廃棄物をエネルギーに変える新プラントが南砺市に誕生
2025年7月22日、富山県南砺市は株式会社BIOTECHWORKS-H2と商用化実証プラント用地提供に関する協定を締結しました。このプロジェクトは、廃棄物管理と再生可能エネルギーの革新を目指しており、日本初の試みとなります。代表取締役の西川明秀氏と南砺市長の田中幹夫氏が協定書にサインし、プロジェクトの成功を約束しました。
プロジェクトの背景
日本は毎年約4,000万トンの一般廃棄物を排出しており、そのうちの多くが焼却処理され、CO₂を放出しています。
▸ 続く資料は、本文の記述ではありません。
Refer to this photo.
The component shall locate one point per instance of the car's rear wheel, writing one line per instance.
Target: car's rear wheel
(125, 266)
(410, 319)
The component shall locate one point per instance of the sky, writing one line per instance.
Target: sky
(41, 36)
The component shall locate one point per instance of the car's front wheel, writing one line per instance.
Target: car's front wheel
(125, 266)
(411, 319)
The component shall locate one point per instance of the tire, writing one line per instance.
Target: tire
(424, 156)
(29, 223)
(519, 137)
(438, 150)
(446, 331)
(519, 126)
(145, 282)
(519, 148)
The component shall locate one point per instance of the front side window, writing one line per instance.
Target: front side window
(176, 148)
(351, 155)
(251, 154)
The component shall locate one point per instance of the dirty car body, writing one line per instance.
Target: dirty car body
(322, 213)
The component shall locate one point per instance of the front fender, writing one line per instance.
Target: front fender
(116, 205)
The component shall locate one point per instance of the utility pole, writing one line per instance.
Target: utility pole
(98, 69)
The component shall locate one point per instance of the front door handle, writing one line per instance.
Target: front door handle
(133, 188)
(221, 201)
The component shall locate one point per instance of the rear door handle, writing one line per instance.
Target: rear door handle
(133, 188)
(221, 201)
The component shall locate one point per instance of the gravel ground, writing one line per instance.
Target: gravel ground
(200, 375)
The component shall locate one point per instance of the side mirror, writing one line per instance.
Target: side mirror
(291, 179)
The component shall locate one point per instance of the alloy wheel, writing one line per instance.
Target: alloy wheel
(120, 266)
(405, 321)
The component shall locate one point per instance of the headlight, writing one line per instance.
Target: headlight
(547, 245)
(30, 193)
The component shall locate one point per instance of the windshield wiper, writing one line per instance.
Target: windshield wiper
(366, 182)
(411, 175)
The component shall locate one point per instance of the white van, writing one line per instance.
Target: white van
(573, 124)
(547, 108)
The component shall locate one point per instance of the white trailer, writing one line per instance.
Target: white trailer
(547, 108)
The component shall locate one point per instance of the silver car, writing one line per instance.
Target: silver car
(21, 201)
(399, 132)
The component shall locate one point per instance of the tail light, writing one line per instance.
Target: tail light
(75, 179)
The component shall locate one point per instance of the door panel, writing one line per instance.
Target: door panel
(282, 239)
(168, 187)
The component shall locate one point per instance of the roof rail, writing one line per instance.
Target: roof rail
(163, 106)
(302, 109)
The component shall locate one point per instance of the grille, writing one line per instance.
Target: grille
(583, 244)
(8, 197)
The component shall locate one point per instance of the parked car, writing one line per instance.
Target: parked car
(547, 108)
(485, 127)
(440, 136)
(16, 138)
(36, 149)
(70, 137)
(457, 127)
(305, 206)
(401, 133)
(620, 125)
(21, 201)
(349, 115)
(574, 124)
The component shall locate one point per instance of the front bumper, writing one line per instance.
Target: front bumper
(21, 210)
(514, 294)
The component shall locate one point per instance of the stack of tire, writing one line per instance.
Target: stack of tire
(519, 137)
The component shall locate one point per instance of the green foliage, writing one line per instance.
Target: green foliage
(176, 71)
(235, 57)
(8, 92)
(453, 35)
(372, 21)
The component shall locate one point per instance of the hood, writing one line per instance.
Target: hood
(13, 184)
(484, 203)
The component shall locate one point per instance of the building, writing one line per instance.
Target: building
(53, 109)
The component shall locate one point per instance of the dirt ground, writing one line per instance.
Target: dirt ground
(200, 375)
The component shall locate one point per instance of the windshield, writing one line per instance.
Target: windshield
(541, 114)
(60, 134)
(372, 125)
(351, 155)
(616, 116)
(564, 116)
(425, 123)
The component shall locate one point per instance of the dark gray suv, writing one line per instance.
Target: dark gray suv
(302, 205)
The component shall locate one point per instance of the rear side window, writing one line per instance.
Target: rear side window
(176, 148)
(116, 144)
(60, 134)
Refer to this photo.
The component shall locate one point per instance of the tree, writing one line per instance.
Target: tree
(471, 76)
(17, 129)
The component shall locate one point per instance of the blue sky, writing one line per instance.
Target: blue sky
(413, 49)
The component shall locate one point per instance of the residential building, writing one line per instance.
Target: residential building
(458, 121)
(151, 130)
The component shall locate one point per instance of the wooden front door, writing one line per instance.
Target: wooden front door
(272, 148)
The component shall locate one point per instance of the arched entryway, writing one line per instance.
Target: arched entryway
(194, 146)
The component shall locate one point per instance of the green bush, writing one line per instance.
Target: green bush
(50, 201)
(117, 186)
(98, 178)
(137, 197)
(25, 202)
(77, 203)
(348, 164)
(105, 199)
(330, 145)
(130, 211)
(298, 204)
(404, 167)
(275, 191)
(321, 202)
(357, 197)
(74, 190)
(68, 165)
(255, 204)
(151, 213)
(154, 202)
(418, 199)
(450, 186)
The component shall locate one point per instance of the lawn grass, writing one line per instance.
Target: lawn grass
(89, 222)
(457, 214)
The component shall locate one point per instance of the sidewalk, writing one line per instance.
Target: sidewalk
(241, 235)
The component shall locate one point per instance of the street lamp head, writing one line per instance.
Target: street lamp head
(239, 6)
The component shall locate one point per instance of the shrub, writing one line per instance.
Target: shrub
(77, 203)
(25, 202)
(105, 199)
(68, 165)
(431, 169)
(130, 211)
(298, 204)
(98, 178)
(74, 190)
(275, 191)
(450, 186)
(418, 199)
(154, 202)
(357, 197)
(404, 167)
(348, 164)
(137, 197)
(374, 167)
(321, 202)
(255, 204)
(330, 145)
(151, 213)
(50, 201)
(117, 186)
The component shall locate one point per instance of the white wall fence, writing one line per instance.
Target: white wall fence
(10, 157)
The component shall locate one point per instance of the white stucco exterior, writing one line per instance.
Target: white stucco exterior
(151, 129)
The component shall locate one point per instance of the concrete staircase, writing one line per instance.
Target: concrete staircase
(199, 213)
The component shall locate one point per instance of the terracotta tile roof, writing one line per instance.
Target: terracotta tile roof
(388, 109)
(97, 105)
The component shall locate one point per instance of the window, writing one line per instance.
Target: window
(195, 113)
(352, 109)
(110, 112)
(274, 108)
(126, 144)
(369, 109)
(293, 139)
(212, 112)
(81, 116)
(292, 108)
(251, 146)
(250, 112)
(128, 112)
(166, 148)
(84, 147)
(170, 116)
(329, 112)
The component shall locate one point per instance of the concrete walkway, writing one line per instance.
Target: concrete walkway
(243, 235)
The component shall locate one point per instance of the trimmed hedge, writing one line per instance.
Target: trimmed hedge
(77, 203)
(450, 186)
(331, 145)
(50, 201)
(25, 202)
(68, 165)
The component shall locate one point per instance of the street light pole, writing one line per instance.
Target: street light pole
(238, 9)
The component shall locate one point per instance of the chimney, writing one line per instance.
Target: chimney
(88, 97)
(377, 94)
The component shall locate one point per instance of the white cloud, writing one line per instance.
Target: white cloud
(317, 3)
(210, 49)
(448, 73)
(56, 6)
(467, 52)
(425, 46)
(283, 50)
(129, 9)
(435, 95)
特に、リサイクルが難しい有機性廃棄物は焼却や埋立てられ、環境への負担が増加しています。この現状を変えるため、BIOTECHWORKS-H2は独自の技術を用いて廃棄物を水素に変換し、再生可能エネルギーとして活用するプロジェクトを進めています。
検討されている技術
このプロジェクトでは、非リサイクル有機廃棄物から高純度の水素を生成するための廃棄物最適化・ガス化・水素化技術が使用されます。また、デジタルトレーサビリティプラットフォーム「REBORN」を活用することで、資源としての循環利用が進むことを目指しています。この技術によって、焼却処理に比べ、最大80%ものCO₂排出削減が期待されています。
南砺市の役割
南砺市は商用化実証プラントの用地を無償で提供し、このプロジェクトを地域経済の発展と脱炭素社会への一歩として位置付けています。市長の田中氏は、廃棄物からエネルギーを創出するという考え方が地域の課題解決と環境問題に寄与することを期待しています。これは地域発の循環型経済モデルを構築する大きな一歩です。
将来の展望
このプロジェクトは南砺市をモデルケースとして、全国の自治体や事業者へ展開していく予定です。将来的には、海外にもこの新しいエネルギーモデルを広げ、世界中で廃棄物から水素を生み出し、それを再生可能エネルギーに変える仕組みを実現していくことが目指されています。
期待される効果と取り組み
プラントが稼働すれば、非リサイクル有機廃棄物のほぼ全量が再資源化される見込みです。今後の計画として、日本の電力需要の約5〜7%をカバーする可能性も示唆されており、この取り組みが持続可能な未来に向けた一歩となることが期待されています。
まとめ
BIOTECHWORKS-H2が推進するこの「ごみZEROプロジェクト」は、廃棄物から水素へ、水素から再生可能エネルギーへと進む新たな試みです。南砺市と共に、環境問題の解決だけでなく、新たな地域経済の展開が期待されます。映画で夢見た未来を実現する、そんな大きな一歩がここから始まっています。